In this example I have a hypothetical balanced dataset containing several attributes about college students and one target attribute indicating whether they passed their exam or not (0=fail 1=pass). I have created and fit a GBM model (scikit-learn xgboost) with 75% of my original dataset (18000ish records) and am seeing 80% accuracy and 91.6% precision on my holdout set (4700 records) in regards to students that have failed the exam.
At this point, I would very much like to now use 100% of this dataset as training data and use a new set of 2000 student records (balanced) as test data. I want to make predictions for dataset B based on the training of dataset A. Ultimately, I would like to offer these predictions to my boss/superior as a way to validate my work and then begin feeding new data to my model in order to predict how future students might perform on that exam.
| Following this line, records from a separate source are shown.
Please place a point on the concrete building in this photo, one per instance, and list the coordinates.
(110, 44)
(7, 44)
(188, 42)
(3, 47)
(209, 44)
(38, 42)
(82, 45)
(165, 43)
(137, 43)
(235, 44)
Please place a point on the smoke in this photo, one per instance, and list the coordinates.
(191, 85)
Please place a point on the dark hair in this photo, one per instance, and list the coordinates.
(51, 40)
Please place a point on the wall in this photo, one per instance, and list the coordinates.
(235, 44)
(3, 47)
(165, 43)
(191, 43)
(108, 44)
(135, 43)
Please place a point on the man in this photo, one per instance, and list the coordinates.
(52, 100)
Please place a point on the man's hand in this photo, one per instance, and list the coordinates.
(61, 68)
I am currently stuck on how to go about using my entire original dataset as my training material and the entire new dataset as testing material.
I have attempted to use
X = original data minus target feature
y = original data target feature only
X_train, X_test, y_train, y_test = train_test_split(X, y, test_size =
0.00001, random_state=0)
and
N = new data minus target feature
z = new data target feature only
N_train, N_test, z_train, z_test = (train_test_split(N, z, test_size =
.999, random_state=0))
to create my test and train variables.I then attempt to fit and pass new records to my model using:
# Fit model with original X and y data
xg_class.fit(X_train, y_train)
# Generate predictions based off of X_test
new_preds = xg_class.predict(N_test)
I'm not getting any errors and but my output is FAR lower than my initial results from splitting dataset A.
Accuracy (75%/25% split of dataset A): 79%
Precision (75%/25% split of dataset A): 91.1% TP / 71.5% TN
Accuracy (99% trained dataset A, tested dataset B): 45%
Precision (99% trained dataset A, tested dataset B): 18.7% TP / 62.4% TN
Is this due to the disparity in size of one/both of my datasets or is this to be expected? From what I'm reading, this could be a methodology issue from using two unique datasets for training and testing. However, if that is the case then I don't see what the point in building a model would even be, as it can't be fed unique data with any reasonable expectation of success. I obviously don't believe that to be true, but I haven't found any info through my searching about how one performs this part of model evaluation. If anyone could help me with some general insight, that would be appreciated.